Inevitably, several times a year I’ll have to introduce myself and share an interesting fact. I must not be a very interesting person because I can never think of anything. I used to offer up the fact that I’m an only child, but decided that needed to stop because as soon as people discovered that I didn’t have any siblings they began to make assumptions. People who already knew me would say, “Really Katie, you don’t have any brothers or sisters? You don’t seem like an only child.”
I take that as a compliment. Only children are obviously spoiled. Their parents have only one kid to spend all their hard earned money on, but that doesn’t automatically make us all brats or make our parents incredibly wealthy. My parents expected me to make my own money so as soon as I turned 16, I got a job.
I’ll admit, I wasn’t always great at sharing, but when I was born my parents both worked full-time, so I started attending daycare when I was only five-weeks-old.
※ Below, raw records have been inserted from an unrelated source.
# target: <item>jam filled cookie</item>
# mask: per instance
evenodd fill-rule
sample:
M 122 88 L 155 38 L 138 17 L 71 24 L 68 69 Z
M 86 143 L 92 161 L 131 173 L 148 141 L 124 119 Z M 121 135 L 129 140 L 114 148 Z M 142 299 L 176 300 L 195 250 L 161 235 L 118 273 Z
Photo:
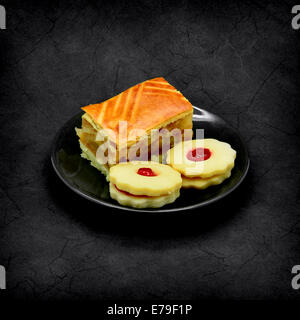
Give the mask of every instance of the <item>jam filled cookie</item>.
M 121 205 L 158 208 L 174 202 L 182 185 L 180 173 L 151 162 L 120 163 L 110 169 L 110 195 Z
M 188 178 L 207 179 L 222 175 L 234 166 L 236 151 L 216 139 L 178 143 L 167 154 L 167 163 Z
M 117 200 L 123 206 L 129 206 L 133 208 L 160 208 L 168 203 L 174 202 L 179 197 L 179 189 L 159 197 L 148 196 L 135 196 L 126 191 L 117 189 L 117 187 L 110 183 L 109 185 L 110 196 Z
M 230 177 L 235 157 L 228 143 L 201 139 L 177 144 L 167 163 L 181 173 L 183 188 L 206 189 Z
M 231 175 L 231 169 L 211 178 L 187 178 L 182 176 L 182 188 L 195 188 L 195 189 L 206 189 L 210 186 L 215 186 L 221 184 L 225 179 L 229 178 Z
This meant that every day I was surrounded by at least ten kids and had to share everything from snacks to building blocks.
But here is the really big news, it turns out I’m not the only single child who turned out all right. In fact, the whole notion of us being bossy and maladjusted began in 1896 with a study conducted by Granville Stanley Hall. He gave us a bad name and called our only child lifestyle a “disease.”
Toni Falbo, a professor of educational psychology and sociology at the University of Texas at Austin, is also an only child and read Hall’s studies. Then she decided to begin conducting a little research of her own. According to Time Magazine, she and colleague Denise Polit conducted a meta-analysis of 115 studies of only children. They looked at how the children learned to adjust, build character, become social, perform in school, and their overall intelligence. And the results, well they say that only children “aren’t measurably different from other kids — except that they, along with firstborns and people who have only one sibling, score higher in measures of intelligence and achievement.”
So it looks like the stereotypes are somewhat accurate. We might be kind of weird and different, but that isn’t a negative, and along with firstborns, we are apparently more intelligent.
This is not to say that only children are better. I’m sure Jon and Kate Gosselin would want to contest that statement. I just want you to know that yes, we’re spoiled. However, if we’re weird or maladjusted it has little to do with being an only child and let’s be honest, everyone is a little selfish and bossy no matter how many siblings you have.